SurveyMan input is a csv that has a specific data format, with prescribed headers. The minimum headers required to run a simple survey are the QUESTION and OPTION headers.

QUESTION and OPTIONS

The question column contains the question text and any HTML associated with this question. For now, we do support the RESOURCE column, but are in the process of deprecating it.

Each new question is entered on a unique row. All other columns may be filled out. Each option gets its own line. The question column must only be filled out once per question. That is, a question that has two options, "yes" and "no", that lists "yes" in the option column of the same row as the question, must have a subsequent row whose question column is blank, but whose option column contains "yes." For example :

QUESTION OPTIONS
Are you human? yes
no
Are you a Cylon? yes
no
maybe

BLOCK and BRANCH

If the BRANCH and BLOCK columns are not provided, SurveyMan assumes that the questions in the survey may appear in any order. Randomization is an integral part of SurveyMan's philosophy and it provides the basis for its statistical guarantees.

However, there are times when some questions must appear before others, or where questions ought to be grouped by topic. For example, demographic questions are conventionally grouped together, rather than scattered throughout the main part of a survey. Grouping by topic is a conventional way to reduce the amount of effort required to take the survey and has been shown to increase participation and improve the quality of results.

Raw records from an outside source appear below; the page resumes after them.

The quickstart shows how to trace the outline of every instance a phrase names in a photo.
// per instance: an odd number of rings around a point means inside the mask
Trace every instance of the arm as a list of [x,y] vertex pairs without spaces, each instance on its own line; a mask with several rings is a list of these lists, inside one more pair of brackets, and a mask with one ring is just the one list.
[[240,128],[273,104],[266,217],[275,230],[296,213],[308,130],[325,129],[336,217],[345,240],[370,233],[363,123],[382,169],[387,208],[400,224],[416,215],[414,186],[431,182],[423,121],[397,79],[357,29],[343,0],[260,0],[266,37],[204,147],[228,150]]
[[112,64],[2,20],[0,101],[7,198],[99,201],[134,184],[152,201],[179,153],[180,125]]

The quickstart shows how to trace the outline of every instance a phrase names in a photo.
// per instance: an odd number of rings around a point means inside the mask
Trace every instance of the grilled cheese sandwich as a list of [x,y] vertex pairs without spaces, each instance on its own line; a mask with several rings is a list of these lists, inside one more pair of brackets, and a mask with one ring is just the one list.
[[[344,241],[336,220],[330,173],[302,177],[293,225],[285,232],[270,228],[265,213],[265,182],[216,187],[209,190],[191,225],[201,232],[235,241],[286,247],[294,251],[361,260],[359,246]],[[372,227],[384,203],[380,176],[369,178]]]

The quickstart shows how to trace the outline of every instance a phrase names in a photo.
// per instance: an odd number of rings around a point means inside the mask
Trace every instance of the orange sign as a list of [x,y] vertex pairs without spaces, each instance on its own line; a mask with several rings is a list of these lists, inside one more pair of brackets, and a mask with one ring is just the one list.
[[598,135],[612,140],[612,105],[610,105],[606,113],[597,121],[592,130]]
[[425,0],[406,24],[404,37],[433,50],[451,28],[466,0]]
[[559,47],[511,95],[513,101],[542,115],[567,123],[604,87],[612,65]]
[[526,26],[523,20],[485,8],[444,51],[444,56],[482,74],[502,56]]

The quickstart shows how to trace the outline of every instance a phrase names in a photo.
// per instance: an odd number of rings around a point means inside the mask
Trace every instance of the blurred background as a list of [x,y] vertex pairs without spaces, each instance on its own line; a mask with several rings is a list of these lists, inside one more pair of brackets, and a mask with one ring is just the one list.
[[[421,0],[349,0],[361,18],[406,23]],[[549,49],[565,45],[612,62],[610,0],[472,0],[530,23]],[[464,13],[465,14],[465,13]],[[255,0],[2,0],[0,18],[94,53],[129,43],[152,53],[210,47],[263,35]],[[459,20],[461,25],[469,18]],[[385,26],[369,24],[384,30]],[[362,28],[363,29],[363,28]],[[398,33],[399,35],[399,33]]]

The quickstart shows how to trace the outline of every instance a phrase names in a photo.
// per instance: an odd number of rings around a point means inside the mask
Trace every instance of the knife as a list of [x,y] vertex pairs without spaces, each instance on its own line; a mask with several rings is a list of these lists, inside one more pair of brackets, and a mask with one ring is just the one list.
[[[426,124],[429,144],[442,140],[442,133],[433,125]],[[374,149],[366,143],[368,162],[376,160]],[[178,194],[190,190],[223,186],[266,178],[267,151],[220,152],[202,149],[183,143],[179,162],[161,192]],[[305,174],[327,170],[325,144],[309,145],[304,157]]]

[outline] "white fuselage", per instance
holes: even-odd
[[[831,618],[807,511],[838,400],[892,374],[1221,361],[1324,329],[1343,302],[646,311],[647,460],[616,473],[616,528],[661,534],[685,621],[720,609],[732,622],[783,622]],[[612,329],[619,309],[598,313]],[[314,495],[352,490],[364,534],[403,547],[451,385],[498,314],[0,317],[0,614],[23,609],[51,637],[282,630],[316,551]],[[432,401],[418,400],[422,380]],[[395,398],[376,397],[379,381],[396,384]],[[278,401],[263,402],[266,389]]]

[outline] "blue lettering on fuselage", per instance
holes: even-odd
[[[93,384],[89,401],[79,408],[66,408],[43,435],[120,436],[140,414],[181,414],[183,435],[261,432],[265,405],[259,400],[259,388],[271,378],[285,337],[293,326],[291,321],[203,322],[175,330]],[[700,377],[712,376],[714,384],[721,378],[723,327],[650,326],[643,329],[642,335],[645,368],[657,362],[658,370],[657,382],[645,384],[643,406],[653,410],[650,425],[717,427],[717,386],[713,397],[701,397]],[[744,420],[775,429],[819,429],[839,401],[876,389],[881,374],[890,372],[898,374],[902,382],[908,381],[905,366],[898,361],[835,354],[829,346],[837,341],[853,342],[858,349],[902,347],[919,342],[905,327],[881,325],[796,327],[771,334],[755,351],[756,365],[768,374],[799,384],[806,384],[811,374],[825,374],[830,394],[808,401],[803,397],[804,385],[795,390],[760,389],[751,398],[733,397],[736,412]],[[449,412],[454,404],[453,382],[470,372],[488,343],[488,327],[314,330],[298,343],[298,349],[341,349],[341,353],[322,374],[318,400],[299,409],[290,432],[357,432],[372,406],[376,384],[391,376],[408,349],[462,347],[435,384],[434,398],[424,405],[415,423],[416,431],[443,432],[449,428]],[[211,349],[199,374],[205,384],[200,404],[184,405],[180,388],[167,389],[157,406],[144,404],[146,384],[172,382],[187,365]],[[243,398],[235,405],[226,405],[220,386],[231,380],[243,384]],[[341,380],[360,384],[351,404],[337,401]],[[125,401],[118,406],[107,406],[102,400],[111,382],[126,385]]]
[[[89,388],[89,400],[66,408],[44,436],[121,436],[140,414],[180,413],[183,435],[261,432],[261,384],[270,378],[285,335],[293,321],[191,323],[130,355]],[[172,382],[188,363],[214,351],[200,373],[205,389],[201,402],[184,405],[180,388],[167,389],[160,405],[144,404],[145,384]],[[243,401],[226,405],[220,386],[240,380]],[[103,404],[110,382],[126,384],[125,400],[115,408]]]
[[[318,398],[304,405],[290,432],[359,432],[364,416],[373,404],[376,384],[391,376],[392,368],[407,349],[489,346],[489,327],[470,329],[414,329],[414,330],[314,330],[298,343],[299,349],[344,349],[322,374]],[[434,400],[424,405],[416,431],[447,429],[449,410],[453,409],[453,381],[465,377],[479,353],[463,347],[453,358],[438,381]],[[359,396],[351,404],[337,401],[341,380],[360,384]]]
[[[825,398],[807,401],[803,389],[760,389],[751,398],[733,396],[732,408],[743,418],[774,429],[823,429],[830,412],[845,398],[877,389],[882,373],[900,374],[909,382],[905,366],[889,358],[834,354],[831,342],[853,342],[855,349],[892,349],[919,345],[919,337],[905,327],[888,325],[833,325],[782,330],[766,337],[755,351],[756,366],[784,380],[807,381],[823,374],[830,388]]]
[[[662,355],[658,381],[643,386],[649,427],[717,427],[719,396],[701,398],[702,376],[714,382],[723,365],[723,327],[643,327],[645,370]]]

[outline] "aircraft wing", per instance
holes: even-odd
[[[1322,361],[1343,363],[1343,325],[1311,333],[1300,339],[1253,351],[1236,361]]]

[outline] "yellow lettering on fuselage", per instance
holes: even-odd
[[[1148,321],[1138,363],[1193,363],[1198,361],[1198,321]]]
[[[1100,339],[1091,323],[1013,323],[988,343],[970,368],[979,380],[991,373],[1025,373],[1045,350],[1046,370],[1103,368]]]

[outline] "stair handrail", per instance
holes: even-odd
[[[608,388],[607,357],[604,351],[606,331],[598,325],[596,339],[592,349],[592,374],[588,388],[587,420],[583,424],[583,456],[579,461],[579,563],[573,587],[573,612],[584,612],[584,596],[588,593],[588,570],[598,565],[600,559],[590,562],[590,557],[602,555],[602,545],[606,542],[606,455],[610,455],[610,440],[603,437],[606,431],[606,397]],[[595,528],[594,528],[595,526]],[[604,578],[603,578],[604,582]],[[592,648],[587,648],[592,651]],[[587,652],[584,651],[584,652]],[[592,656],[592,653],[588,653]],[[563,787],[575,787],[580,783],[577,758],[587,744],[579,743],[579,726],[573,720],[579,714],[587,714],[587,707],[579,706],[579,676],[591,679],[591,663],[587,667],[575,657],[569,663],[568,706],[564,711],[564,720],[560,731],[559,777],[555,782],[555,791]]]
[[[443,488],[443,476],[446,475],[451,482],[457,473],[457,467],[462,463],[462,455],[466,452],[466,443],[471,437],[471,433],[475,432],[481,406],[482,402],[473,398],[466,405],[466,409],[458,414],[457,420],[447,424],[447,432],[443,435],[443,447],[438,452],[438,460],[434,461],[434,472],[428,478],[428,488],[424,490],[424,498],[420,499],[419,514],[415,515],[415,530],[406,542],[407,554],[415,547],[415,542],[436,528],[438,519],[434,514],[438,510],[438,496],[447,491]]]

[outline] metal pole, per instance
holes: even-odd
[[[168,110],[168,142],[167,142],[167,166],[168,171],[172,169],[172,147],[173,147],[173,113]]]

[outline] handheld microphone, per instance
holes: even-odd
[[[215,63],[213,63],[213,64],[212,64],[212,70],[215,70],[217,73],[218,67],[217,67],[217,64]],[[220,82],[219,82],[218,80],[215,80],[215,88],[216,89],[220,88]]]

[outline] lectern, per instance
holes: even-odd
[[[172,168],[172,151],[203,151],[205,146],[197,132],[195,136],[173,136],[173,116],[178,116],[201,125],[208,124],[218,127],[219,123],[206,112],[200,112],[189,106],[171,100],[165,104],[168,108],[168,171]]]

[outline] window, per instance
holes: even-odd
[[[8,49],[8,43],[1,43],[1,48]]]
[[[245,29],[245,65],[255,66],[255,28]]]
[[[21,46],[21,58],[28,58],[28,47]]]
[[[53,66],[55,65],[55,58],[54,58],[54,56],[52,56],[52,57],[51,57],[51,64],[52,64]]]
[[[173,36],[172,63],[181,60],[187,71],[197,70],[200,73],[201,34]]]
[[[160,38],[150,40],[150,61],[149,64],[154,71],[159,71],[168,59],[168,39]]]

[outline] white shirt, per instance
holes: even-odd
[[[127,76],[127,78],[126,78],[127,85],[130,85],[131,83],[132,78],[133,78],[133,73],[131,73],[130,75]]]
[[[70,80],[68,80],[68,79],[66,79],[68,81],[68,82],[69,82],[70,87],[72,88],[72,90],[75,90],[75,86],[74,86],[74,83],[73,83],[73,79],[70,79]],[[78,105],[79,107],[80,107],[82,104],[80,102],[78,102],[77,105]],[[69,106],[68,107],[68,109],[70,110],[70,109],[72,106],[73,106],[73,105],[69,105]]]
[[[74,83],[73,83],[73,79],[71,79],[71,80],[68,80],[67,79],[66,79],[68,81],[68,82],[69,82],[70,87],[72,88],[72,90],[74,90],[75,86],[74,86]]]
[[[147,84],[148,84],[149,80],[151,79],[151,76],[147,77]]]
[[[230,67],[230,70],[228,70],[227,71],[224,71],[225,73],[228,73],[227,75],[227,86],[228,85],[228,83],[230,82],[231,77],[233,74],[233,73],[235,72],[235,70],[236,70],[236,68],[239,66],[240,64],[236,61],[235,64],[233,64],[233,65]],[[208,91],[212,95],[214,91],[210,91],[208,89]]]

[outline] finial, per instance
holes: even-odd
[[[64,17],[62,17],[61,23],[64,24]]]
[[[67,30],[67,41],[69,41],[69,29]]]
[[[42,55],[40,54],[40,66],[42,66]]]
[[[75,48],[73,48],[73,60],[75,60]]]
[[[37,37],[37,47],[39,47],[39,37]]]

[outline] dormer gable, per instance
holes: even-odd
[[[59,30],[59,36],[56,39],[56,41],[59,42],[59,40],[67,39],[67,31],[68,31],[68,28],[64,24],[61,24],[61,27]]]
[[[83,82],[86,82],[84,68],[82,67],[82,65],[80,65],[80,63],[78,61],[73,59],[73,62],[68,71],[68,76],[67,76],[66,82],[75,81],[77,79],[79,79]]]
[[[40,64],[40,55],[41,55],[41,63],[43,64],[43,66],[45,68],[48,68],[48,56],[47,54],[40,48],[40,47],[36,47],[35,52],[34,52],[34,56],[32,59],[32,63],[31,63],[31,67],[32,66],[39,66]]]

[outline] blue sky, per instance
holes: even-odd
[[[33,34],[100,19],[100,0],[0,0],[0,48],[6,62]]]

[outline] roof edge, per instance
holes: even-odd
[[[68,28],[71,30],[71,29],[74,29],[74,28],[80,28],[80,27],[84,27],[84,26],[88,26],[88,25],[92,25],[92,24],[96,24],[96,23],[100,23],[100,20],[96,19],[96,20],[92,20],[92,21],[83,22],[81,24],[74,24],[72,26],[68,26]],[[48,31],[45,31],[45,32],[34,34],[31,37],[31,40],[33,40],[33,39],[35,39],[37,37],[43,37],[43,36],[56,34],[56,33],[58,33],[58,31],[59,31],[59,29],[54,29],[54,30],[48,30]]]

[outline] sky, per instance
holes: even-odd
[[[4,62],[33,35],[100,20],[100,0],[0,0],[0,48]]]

Blocks can either be stationary or randomizable. A stationary block is one whose ordering in relation to other blocks is fixed. An example where stationary blocks might be used is a survey that asks the respondent to answer questions on the basis of some passage and then tests recall later in the survey. The immediate reading response questions paired with the text should be grouped together, whereas the questions testing longer-term recall should be placed in another group.

A randomizable block is one whose ordering in relation to other blocks doesn't matter. For example, in a survey that contains a block for demographic information and a block with questions of research interest, the two blocks may themselves be made randomizable, since it does may not matter whether they appear at the beginning or at the end of the survey, so long as they appear together.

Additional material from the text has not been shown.